Otra vez en que se topó con ellos, fue en la milpa Santa Rosa, al poniente de San Pablo. Santa Rosa era un rancho de un tal don Gerón Várguez. Rach cuenta que las malas lenguas decían que Gerón Várguez, hermano de “Barrigas”, era wáay (brujo). (Hago un pequeño comentario, para decir que Barrigas fue un recordado cargador de durmientes en tiempos del tren, que por su tremenda fuerza capaz de cargarse un durmiente él solo, así por su mansedad, todavía es recordado como uno de los personajes pintorescos del pueblo). En aquella ocasión, Rach fue a “lamparear” venado con su amigo don Leovigildo (en la cacería del venado, se utiliza una lámpara). Rach se puso en un camino donde supuestamente vendría el venado, cuando a 50 metros de él vio una sombra que subía y bajaba, bajaba y subía, y luego se detenía y cabeceaba. El hombre no la pudo visibilizar claramente con su lámpara, hasta tenerla a menos de 20 metros. Con la luz que proyectaba la lámpara, Rach vio cómo las escamas de una serpiente cascabel relucían con los haces. Ese fue el primer aviso, dijo Rach. El otro aviso llegaría dos horas después aquella madrugada, cuando Rach y don Leovigildo, encaramados en un árbol, esperaban a que algún animalillo del monte apareciera para dispararle. De pronto, en el ruidero de la noche que se agrandaba con los ronquidos de los insectos y las pisadas de animales, Rach y Leovigildo comenzaron a oír el “yúuntún” (honda): eran las piedras que volaban arriba de las frondas, cerquita de sus cabezas: yun-tun, yun-tun. “Este lugar está vigilado”, dijo Leovigildo a Rach, y este último logró ver, con su lámpara, a un hombrecito arriando una honda, y corriendo a pequeños trancos.

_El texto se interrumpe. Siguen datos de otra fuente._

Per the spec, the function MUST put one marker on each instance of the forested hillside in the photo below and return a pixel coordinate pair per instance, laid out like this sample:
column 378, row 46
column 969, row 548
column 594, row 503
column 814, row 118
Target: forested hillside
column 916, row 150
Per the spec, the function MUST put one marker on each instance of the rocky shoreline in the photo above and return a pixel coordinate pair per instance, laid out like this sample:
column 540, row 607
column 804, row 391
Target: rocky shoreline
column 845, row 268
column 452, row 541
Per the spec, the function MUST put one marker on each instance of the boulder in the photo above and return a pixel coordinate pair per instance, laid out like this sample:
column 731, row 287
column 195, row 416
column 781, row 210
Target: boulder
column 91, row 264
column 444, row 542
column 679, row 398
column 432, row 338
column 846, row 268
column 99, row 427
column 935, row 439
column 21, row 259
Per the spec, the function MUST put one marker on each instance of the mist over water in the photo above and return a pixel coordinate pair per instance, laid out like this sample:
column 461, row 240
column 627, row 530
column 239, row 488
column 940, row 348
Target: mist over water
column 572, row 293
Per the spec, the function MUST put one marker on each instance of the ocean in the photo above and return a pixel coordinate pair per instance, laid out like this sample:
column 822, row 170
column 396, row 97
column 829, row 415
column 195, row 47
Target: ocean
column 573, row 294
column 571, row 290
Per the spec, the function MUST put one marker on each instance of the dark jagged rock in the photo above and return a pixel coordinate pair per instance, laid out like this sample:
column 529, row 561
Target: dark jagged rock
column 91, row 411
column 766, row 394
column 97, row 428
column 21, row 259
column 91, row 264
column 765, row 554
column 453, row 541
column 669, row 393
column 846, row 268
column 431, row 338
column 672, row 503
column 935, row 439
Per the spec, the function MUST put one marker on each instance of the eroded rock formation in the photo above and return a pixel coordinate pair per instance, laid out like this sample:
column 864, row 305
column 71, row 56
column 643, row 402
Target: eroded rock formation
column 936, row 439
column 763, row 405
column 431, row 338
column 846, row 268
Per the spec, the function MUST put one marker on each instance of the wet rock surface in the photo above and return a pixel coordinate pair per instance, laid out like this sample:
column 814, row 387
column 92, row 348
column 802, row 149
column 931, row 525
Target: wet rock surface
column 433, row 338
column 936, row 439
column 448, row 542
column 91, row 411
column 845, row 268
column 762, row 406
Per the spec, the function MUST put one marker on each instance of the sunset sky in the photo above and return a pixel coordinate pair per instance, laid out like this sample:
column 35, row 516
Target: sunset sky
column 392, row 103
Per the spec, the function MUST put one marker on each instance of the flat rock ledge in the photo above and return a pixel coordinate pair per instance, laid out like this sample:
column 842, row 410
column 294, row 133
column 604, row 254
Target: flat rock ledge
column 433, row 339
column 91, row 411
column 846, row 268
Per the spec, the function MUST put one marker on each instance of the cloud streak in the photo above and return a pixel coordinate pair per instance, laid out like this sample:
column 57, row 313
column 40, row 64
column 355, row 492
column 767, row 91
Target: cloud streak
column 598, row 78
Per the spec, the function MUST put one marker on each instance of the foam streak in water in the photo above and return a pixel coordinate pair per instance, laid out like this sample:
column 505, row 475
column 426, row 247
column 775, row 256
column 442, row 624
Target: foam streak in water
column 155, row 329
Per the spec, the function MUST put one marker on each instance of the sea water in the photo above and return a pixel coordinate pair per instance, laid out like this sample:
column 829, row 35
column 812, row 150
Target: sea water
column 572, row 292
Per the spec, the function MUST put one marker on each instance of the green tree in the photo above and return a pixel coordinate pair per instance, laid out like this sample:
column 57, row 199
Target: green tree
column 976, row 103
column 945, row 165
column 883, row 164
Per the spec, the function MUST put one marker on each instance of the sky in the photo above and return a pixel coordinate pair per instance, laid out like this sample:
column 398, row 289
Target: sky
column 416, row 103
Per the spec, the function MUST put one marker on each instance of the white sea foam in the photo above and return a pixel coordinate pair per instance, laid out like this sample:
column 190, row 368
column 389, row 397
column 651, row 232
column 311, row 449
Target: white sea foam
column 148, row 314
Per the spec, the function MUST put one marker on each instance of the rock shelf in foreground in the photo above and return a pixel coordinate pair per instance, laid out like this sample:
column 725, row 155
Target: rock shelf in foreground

Otro encuentro con estos hombres de tiempos pretéritos, sucedió para 1970, en el recién creado ejido colectivo de Justicia Social. En Justicia Social Rach trabajaba regando zacate por las noches, junto con otras personas. Antes de toparse con los p’usitos, como en Justicia había unos chultunes, los ingenieros que dirigían los trabajos hablaron con Rach para que éste y otros más fueran a indagar qué podía haber en ellos. Sacaron, dice Rach, unos cajetes, unos “muñequitos”, y hallaron algunas cabezas de ganado. Rach cree que eso fue motivo para revivir a los p’usitos de “Justicia”. En la noche siguiente, siempre regando el zacate que servía de forraje, Rach y el grupo de hombres se fueron a un lugar donde dejaban sus aguas y un poco de alimentos, que comían como a las tres de la mañana. Al llegar, varios hombres se dieron cuenta que el sabucán con sus vituallas faltaba. Con su imprescindible lámpara, Rach apuntó entre las malezas cercanas y los arbustos, y vio cómo unas piernas pequeñas corrían veloces llevándose los sabucanes. Nadie volvió la noche siguiente a regar.